The shoes fit, but can I wear them?

The shoes fit, but can I wear them?

A while ago, I was browsing in the shoe section at TJ Maxx when a friend spotted me and came over to say hello. But before she offered a loving greeting, she exclaimed, “OMG, you’re NOT going to get those, are you?”

I was holding a pair of high heels. Eyes glazed over with lust, I said, “They’re so beautiful. Just look at them.”

“Yes. Beautiful,” replied my friend, as she gave me a hug. “And potentially dangerous.”

She knows my history of falling. I was knocked over by a couple of dogs several years ago while walking on the beach and got a compression fracture in my spine. A few years later, I stepped off the bottom tread of my stairs and went sailing through the air, ending up with more than two dozen stitches in my head and a mild concussion. A word of caution if you are in the boomer stage of life: It happened because I was looking through the bottom of my trifocals (they’re meant for close-up vision) and the bottom step was distorted.

Needless to say, I am terrified of falling. So I usually wear flats. But I can be swayed. Take the party I went to a few years back. The theme was a summer picnic, French bistro style. I decided to dress in my version of casual French – black Capri pants, a long-sleeved fitted dark purple T-shirt and black flats. Should have taken a selfie!

My 20-something daughter was living with us at the time and I was in the habit of running outfits by her before leaving the house. Each time, I knew I risked humiliation, but she has given me invaluable advice and claims to have saved me many times from public humiliation on a much grander scale. She nodded slowly as she sized up my outfit and then stopped cold when she hit my shoes. “Not flats, Mom, you should wear heels.”

I told her I don’t wear heels anymore. Flats are safer. She said, “Mom, you were walking barefoot on the beach and wearing sneakers on the stairs. It’s not the shoes you should be worrying about. Try these on.”

She handed me her pair of canvas heels from L.L. Bean, which looked great with the outfit and were a perfect fit.

I wasn’t convinced – felt shaky and unsure – but I practiced walking in them. Down the stairs I went (NOT headfirst!) slowly and carefully. I asked my husband if he thought I should wear the heels. He didn’t say yes or no – such a diplomat. Instead, he suggested I bring the flats just in case. I stuffed them into my purse and strutted out the front door. In a good way. Not pompously, but proudly. I paid attention to how I walked, which actually improved my posture. I felt stronger, straighter, younger. OK, yes, I admit it, I felt younger.

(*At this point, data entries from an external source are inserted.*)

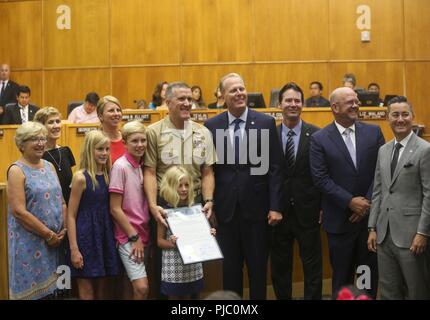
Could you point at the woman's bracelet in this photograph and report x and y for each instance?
(51, 236)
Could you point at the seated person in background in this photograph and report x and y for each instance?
(316, 99)
(8, 89)
(219, 103)
(21, 112)
(374, 87)
(159, 96)
(197, 95)
(86, 113)
(350, 81)
(141, 104)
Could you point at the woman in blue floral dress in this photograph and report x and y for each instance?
(35, 218)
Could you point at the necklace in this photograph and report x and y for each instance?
(57, 163)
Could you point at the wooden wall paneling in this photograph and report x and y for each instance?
(75, 140)
(201, 34)
(386, 30)
(86, 43)
(417, 91)
(389, 75)
(207, 77)
(9, 150)
(145, 32)
(217, 31)
(62, 86)
(270, 76)
(417, 29)
(32, 79)
(129, 84)
(291, 30)
(21, 30)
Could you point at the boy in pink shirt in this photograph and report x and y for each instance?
(129, 207)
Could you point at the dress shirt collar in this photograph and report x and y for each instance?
(243, 117)
(342, 128)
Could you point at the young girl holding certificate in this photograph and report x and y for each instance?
(178, 281)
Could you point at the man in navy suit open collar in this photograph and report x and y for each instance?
(343, 160)
(248, 187)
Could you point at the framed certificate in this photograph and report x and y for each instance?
(195, 242)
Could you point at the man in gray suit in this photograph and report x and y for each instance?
(399, 222)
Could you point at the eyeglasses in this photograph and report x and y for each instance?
(37, 140)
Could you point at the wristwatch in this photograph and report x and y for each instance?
(133, 238)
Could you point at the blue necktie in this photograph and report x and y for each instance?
(289, 150)
(237, 138)
(395, 159)
(349, 145)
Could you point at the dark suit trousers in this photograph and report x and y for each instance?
(347, 252)
(244, 240)
(309, 240)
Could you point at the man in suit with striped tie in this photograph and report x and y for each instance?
(247, 192)
(343, 160)
(399, 222)
(301, 203)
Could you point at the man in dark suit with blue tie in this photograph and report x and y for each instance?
(301, 200)
(343, 160)
(22, 111)
(248, 186)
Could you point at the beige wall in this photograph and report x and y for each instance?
(124, 47)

On the way to the party, I found myself reminiscing about high heels I had loved. There was the pair of rust-colored high-heeled ankle boots I bought in the 1980s. I saw them and just had to have them. The word impractical never even entered my mind. All I saw was “hot!” Then there was the pair of red stilettos that matched my fabulous red dress with the cap sleeves and wide belt. When I wore that dress and those shoes, I thought I owned the universe. And I remember sprinting across a field in my black patent-leather, sling-back pumps with a microphone in my outstretched hand trying to catch someone I wanted to interview. Never occurred to me to take off the heels. I still have them, only these days it never occurs to me to put them on. But on this particular night, I threw all caution to the wind and went to a party wearing high heels and didn’t even trip.

Good food, good wine, good people, and a good time for both my husband and me. When we walked back to our car, I was grateful that it was just around the corner and that the crosswalk was paved with bricks instead of cobblestones. I slid into the passenger seat and, because the shoes were feeling tight by then, took them off and propped my feet up on the dashboard. We cranked up the radio and all the way home my feet and I danced with joy.

The next time I saw my friend, I told her that I had dared to wear high heels again and survived. No scolding, just a hug and off we trotted off in our flats to enjoy a good meal, a tall glass of wine and a sinful dessert. Now that’s what I call dangerous!